В итоге спешно проведенной интенсивной терапии, к утру состояние задежанного опасений больше не вызывало.
Первое, что сделал больной, придя в сознание — вновь потребовал встречи с генералом, отказавшись что-либо сообщить по сути. Разве что, слабым голосом сказал:
— Полковник Степанов, Главное управление. Ваш командир знает меня лично.

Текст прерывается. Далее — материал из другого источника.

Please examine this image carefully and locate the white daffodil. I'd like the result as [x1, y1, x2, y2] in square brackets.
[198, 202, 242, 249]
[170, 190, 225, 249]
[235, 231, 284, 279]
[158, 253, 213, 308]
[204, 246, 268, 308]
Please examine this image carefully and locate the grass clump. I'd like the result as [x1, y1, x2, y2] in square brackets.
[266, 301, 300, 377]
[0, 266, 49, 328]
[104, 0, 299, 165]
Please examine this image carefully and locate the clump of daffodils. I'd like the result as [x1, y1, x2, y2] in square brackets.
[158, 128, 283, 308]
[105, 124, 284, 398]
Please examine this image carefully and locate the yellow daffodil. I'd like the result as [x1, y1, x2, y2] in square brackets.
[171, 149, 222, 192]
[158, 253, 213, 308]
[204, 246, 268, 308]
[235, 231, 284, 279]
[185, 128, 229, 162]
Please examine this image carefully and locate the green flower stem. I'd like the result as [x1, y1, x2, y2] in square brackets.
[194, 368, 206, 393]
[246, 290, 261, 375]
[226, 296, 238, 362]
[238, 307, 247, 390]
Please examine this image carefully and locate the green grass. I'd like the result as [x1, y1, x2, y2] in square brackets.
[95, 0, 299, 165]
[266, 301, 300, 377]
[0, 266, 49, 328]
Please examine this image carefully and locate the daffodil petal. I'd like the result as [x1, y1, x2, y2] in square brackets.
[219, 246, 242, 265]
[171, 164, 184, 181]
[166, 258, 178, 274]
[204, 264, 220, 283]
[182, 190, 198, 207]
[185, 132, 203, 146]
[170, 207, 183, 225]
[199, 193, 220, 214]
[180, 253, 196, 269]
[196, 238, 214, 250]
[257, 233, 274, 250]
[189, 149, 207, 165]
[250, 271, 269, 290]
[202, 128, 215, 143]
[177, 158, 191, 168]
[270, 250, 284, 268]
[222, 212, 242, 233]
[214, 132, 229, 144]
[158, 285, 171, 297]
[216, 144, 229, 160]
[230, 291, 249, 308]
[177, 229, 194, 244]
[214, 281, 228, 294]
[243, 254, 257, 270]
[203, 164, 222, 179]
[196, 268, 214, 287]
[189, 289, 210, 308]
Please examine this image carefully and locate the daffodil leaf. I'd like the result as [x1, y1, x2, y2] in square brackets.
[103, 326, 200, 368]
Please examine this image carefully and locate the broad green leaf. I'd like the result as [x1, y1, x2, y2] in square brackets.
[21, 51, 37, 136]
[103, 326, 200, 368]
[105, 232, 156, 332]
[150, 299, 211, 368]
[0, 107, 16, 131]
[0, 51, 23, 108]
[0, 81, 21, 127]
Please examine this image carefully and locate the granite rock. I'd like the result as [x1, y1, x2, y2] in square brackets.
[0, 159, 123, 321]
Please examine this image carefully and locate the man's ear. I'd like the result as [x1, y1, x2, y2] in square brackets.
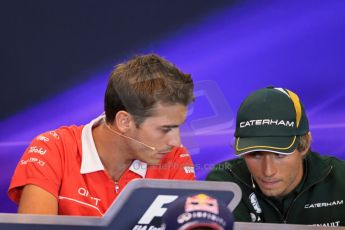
[114, 110, 132, 133]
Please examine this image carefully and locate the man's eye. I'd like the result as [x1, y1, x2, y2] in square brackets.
[248, 152, 262, 158]
[162, 128, 171, 133]
[274, 153, 287, 159]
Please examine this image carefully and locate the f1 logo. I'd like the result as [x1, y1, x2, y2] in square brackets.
[138, 195, 178, 224]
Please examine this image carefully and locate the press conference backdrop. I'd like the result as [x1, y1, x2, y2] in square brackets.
[0, 0, 345, 212]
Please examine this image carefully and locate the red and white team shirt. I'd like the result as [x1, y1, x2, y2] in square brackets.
[8, 115, 195, 216]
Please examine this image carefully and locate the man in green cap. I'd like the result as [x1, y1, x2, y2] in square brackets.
[206, 87, 345, 227]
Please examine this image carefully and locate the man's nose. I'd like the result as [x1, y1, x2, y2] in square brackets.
[262, 154, 277, 177]
[168, 128, 181, 147]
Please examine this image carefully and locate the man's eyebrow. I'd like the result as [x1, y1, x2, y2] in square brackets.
[161, 125, 179, 129]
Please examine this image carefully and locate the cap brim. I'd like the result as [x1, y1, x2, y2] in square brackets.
[235, 136, 299, 156]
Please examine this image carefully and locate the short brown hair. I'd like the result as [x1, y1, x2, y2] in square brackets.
[104, 54, 194, 124]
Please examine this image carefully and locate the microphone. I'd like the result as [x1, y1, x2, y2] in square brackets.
[104, 121, 156, 151]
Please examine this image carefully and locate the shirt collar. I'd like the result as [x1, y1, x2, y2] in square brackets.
[80, 113, 147, 178]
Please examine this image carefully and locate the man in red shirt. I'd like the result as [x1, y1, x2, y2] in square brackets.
[8, 54, 195, 216]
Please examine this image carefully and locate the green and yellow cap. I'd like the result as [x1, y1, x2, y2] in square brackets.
[235, 87, 309, 156]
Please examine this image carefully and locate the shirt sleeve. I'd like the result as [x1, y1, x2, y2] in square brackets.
[169, 148, 195, 180]
[8, 131, 62, 203]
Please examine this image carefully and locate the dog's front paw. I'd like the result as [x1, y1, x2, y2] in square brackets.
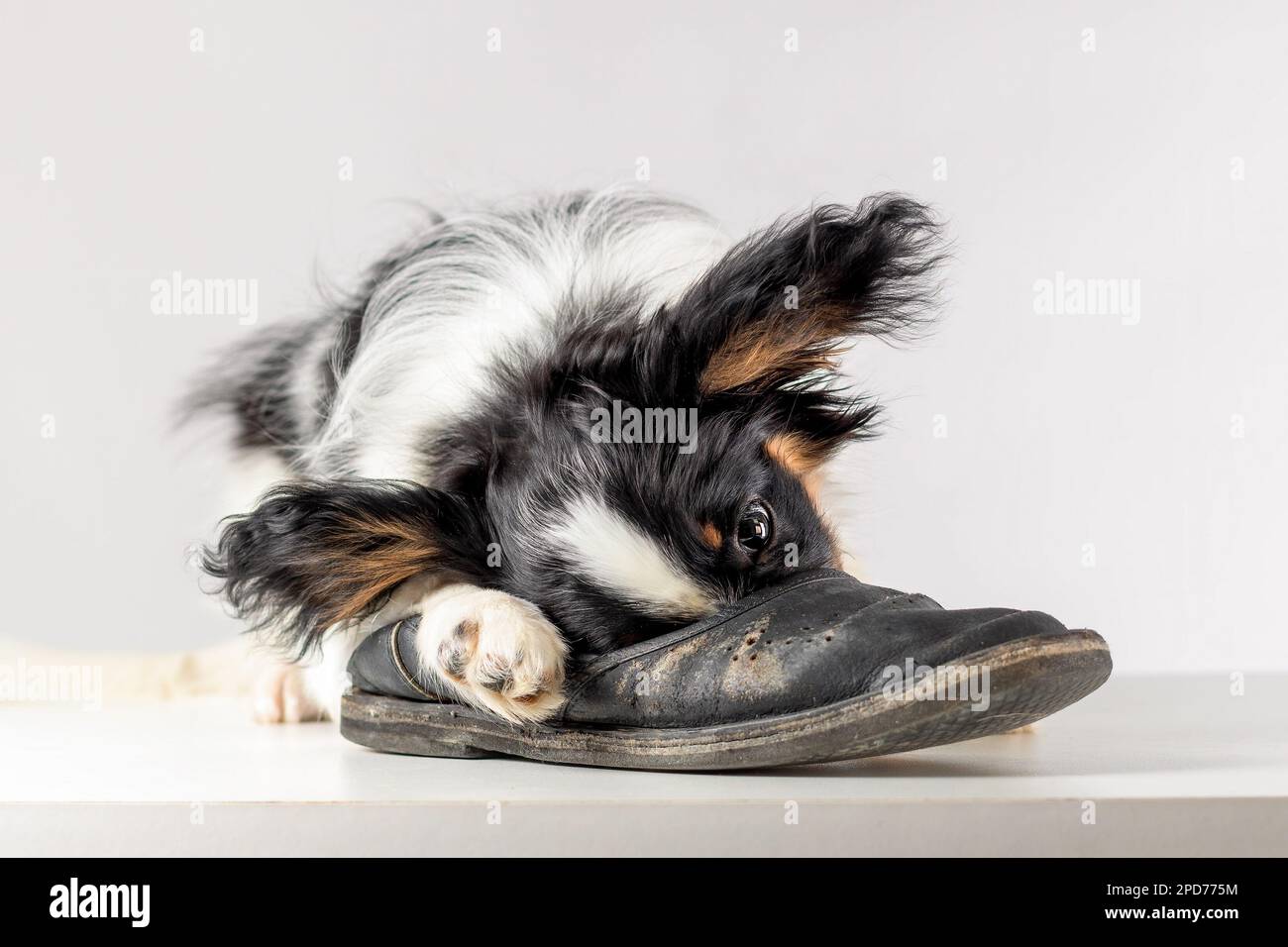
[416, 585, 568, 723]
[254, 661, 327, 723]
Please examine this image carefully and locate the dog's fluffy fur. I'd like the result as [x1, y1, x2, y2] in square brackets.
[190, 189, 958, 720]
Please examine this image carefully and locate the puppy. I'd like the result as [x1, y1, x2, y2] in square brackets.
[189, 189, 943, 723]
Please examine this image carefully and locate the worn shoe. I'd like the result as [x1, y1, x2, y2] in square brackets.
[340, 570, 1112, 771]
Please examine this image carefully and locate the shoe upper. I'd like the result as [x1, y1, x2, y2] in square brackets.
[349, 570, 1066, 728]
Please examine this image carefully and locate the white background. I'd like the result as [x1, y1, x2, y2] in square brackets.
[0, 0, 1288, 672]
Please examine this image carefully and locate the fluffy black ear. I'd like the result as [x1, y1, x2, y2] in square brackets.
[639, 194, 947, 468]
[654, 194, 944, 398]
[201, 480, 488, 656]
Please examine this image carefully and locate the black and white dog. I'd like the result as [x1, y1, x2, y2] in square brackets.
[192, 189, 943, 721]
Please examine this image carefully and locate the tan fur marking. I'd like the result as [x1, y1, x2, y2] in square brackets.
[702, 307, 845, 394]
[318, 517, 437, 625]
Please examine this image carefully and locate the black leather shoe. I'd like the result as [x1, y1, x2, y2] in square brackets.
[340, 570, 1112, 770]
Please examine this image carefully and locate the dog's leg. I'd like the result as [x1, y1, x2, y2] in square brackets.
[416, 583, 568, 723]
[254, 575, 442, 723]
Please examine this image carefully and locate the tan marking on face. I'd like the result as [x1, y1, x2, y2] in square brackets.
[765, 433, 841, 569]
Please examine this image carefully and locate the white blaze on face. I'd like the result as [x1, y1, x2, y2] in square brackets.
[549, 498, 717, 618]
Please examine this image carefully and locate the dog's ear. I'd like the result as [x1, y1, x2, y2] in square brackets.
[641, 194, 947, 466]
[649, 194, 944, 399]
[201, 480, 486, 656]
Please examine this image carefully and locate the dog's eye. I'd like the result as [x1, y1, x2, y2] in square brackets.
[738, 500, 774, 553]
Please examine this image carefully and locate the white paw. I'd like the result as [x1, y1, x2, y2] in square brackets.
[416, 585, 568, 723]
[254, 663, 326, 723]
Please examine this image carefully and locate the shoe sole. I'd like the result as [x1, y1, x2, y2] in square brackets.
[340, 631, 1113, 771]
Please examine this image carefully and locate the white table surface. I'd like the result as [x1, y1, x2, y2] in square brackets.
[0, 676, 1288, 856]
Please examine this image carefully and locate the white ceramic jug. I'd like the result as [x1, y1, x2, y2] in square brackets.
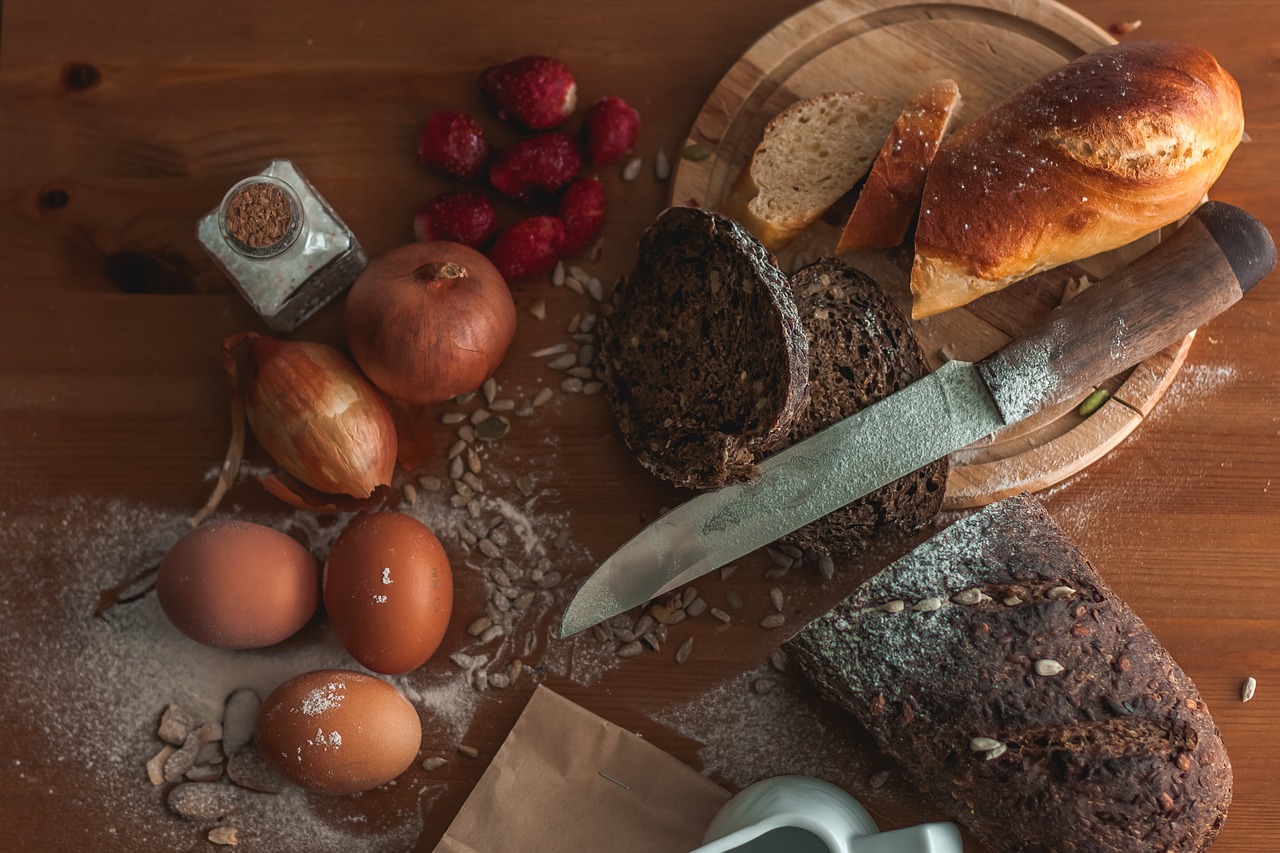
[694, 776, 963, 853]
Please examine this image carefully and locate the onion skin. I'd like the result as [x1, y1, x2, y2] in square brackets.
[344, 241, 516, 405]
[241, 336, 396, 497]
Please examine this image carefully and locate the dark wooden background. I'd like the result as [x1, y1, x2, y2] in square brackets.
[0, 0, 1280, 853]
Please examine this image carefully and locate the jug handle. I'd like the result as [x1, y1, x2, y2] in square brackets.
[849, 822, 964, 853]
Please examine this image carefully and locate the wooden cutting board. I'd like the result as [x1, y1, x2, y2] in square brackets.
[671, 0, 1194, 510]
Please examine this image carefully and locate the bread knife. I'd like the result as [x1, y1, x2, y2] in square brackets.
[559, 201, 1276, 637]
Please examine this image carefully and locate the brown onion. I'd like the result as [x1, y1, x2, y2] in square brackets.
[346, 241, 516, 405]
[192, 332, 396, 524]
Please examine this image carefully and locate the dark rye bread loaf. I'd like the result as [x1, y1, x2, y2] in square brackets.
[778, 259, 947, 555]
[787, 496, 1231, 853]
[598, 207, 809, 488]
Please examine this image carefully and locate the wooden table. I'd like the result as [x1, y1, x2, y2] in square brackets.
[0, 0, 1280, 853]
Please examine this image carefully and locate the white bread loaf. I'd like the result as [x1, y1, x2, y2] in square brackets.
[836, 79, 960, 254]
[721, 92, 896, 252]
[911, 41, 1244, 318]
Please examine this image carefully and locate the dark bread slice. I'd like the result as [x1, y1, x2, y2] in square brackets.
[780, 257, 947, 555]
[598, 207, 809, 488]
[787, 496, 1231, 853]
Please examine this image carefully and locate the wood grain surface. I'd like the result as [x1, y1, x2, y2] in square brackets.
[0, 0, 1280, 853]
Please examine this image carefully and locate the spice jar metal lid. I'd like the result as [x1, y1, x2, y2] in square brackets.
[218, 174, 305, 260]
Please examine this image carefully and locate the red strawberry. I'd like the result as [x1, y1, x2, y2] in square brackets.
[582, 95, 640, 165]
[489, 133, 582, 202]
[417, 110, 489, 181]
[488, 216, 564, 284]
[413, 192, 498, 250]
[559, 178, 604, 255]
[480, 56, 577, 131]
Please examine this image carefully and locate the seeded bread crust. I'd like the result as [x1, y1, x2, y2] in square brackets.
[780, 259, 947, 555]
[787, 496, 1231, 853]
[598, 207, 809, 488]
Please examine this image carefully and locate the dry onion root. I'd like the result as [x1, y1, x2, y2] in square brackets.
[191, 332, 397, 526]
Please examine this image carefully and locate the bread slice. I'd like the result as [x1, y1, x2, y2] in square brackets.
[780, 259, 947, 555]
[836, 79, 960, 254]
[596, 207, 809, 488]
[911, 41, 1244, 318]
[786, 496, 1231, 853]
[721, 92, 896, 252]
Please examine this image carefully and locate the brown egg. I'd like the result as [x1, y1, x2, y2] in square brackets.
[324, 512, 453, 675]
[156, 521, 320, 648]
[253, 670, 422, 794]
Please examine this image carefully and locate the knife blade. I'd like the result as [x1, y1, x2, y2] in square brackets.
[559, 201, 1276, 637]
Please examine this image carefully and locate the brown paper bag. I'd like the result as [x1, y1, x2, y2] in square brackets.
[435, 686, 730, 853]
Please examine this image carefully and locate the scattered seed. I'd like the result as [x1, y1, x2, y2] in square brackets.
[653, 149, 671, 181]
[1036, 657, 1066, 676]
[680, 142, 712, 163]
[1079, 388, 1111, 418]
[532, 343, 568, 359]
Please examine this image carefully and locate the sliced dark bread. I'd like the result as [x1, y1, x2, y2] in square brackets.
[598, 207, 809, 488]
[786, 496, 1231, 853]
[778, 259, 947, 555]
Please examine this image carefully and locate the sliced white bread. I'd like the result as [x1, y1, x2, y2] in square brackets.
[722, 92, 897, 252]
[836, 79, 960, 254]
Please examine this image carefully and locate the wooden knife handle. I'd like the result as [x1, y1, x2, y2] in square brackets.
[978, 201, 1276, 424]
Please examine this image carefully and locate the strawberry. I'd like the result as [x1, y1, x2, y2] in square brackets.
[489, 133, 582, 202]
[480, 56, 577, 131]
[417, 110, 489, 181]
[488, 216, 564, 284]
[559, 178, 604, 255]
[582, 95, 640, 165]
[413, 192, 498, 250]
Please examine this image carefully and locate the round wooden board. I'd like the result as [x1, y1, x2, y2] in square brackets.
[671, 0, 1194, 510]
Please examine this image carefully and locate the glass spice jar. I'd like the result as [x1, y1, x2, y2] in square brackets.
[196, 160, 369, 332]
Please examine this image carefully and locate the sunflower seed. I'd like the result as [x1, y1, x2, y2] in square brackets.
[547, 352, 577, 370]
[653, 149, 671, 181]
[531, 343, 568, 359]
[1036, 657, 1066, 676]
[818, 553, 836, 580]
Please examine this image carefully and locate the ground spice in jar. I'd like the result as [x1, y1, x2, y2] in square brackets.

Вечером собрался Военный Совет. Генерал -майор Рябцов коротко доложил:
— Это, действительно провокация. Мне, как и предсказывал Степанов, пришло указание подготовить отправку всех имеющихся инженерных мин и мин в десантном варианте на завод-изготовитель. Якобы по соображениям секретности, перегрузка назначена на разъезде двадцатый километр, что раньше не практиковалось никогда. Ранее мы вывозили специзделия из части не автомобильным, а железнодорожным транспортом и сопровождали их до завода, благо, в части имеется собственная железнодорожная база.
— А насколько опасны эти ваши игрушки? И главное, сколько у нас есть времени? — поинтересовался Фролов.
— Крайне опасны товарищи. И, согласно полученным из главка указаниям, у нас семьдесят два часа. Уже семьдесят один, — уточнил Рябцов, глянув на часы.
— Про опасность хотелось бы поконкретнее, — заметил герой штурма Солжа-Пале, генерал-лейтенант Лев Егорович Рохин.
Вояр вместе с остальными офицерами пока что хранил молчание.
— Чтобы вы осознали размеры опасности, поясню, — с неловкостью, говорящей о вопиющем нарушении режима секретности, ответил Рябцов. — Инженерная мина — это 20-30 килотонн. Мина десантного исполнения — это почти полный аналог американской ХМ-128. Ее тротиловый эквивалент от 500 тонн до трех килотонн. Позволяет уничтожать важные объекты, не слишком к ним приближаясь.
Если это добро попадет в руки боевиков, сложившийся баланс сил будет нарушен. И никто не сможет предсказать, где в очередной раз разверзнется ад. Хотя бы потому, что боевая часть инженерной мины легко помещается в багажник легкового автомобиля.
Более того, в силу того, что государство оказалось не в силах обеспечить охрану, ее обеспечат наши заклятые друзья. На полностью законных обстоятельствах, ради мира на Земле, безопасности человечества и прочих правильных слов.
Они и так нашим демократам новые системы охранной сигнализации оплатили, а тут еще такое...
— Почему Вы думаете, что нападение произойдет на территории автономии? До Урала дорога длинная, удобных мест и тихих полустанков много. Дорогой бдительность охраны неминуемо притупится, все можно будет разыграть как по нотам. Так почему обязательно здесь?— спросил Вояр.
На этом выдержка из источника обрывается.